Weaving festivity: Eid boom for Kashmiri embroidery
Manzoor Ahmad Sheikh, who runs a Kashmiri clothes shop in Madina Market, sees the business booming with the approach of Eidul Fitr.
“In the last two decades, the demand for Kashmiri embroidery has increased beyond our imagination,” he says. “The demand is at its peak in the last 10 days of Ramazan.”
Of Eid and excitement
Madina Market is the commercial nerve of Muzaffarabad. This is particularly evident as Eid shopping gains momentum, and women shoppers throng the area to look for the perfect Kashmiri embroidery item.
“I just bought two Kashmiri shawls and three suits with unique Kashmiri stitching and embroidery work,” says Dr Fauzia, a resident of Mirpur. “Madina Market is certainly the hub for all this, known particularly for the unique Kashmiri clothes.
Today, the market, with its variations of Kashmiri karhai (stitching work and embroidery), attracts everyone – from older, professional women to young college girls.
“I’ve been coming to this old market since my childhood,” says Humaira Karim, a university student. “I come here mostly to buy shawls, but now the needlework, with handmade thread, has left me very impressed.”
According to Sheikh, the demand gets so high before Eid and the wedding season that embroidered items have to be purchased from Srinagar, in Indian Kashmir. “These are obviously more expensive than local stitching,” he explains.
Aside from the traditional Kashmiri karhai and shawls, Swati and Multani needlework is also in demand.
Let’s talk costs
Shopkeeper Yousaf Butt says Kashmiri threadwork can be affordable for everyone, depending on thread quality and quantity, and also fabric.

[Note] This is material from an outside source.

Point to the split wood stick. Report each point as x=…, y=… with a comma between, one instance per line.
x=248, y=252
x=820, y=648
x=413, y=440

“The same work with cotton thread can be done on suits, shawls, saris, bridal dresses and even bedsheets,” says Butt. “However, good Kashmiri embroidery items are costly, ranging from Rs5,000 to Rs40,000.”
Tricks of the trade
Previously, the designing work was almost exclusively all done by people who migrated from Indian Kashmir in the 1990s. Now, even local designers are doing great work.

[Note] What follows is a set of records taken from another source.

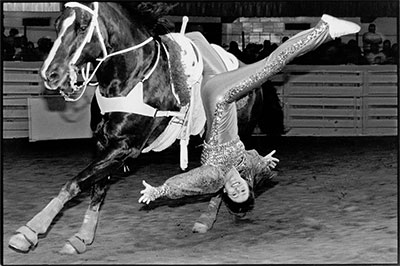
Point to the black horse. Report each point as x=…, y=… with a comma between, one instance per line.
x=132, y=58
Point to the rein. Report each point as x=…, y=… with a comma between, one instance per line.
x=93, y=27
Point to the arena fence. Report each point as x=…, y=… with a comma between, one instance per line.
x=317, y=101
x=31, y=111
x=339, y=100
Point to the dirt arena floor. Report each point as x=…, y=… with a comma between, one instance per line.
x=334, y=201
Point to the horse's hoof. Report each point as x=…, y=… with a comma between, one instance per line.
x=24, y=239
x=199, y=228
x=73, y=246
x=19, y=242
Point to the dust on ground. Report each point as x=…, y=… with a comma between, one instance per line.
x=334, y=201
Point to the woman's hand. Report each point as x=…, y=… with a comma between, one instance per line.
x=271, y=161
x=149, y=193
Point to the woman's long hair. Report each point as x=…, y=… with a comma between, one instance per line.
x=241, y=209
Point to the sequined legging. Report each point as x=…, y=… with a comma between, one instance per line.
x=221, y=91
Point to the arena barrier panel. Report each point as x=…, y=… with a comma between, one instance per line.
x=31, y=111
x=345, y=100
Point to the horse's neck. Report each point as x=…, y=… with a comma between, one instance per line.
x=122, y=72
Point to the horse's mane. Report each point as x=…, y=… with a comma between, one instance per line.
x=151, y=15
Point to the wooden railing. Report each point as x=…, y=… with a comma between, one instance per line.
x=339, y=100
x=31, y=111
x=317, y=101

“A good number of young girls in Muzaffarabad are stitching and doing needlework at home using cotton threat,” says Manzoor Ahmad Sheikh, owner of the Srinagar Shawl House and Karhai Centre in Madina Market. “This is how they are making ends meet. People from other parts of AJK and the families of Kashmiri Diaspora are their main customers.”
The end product is often the result of a meticulous process. “Before stitching, these Kashmiri dresses are tailored through a proper technique to ensure their fitting,” explains Yousaf Butt. “Today, there are literally thousands of items for customers to choose from.”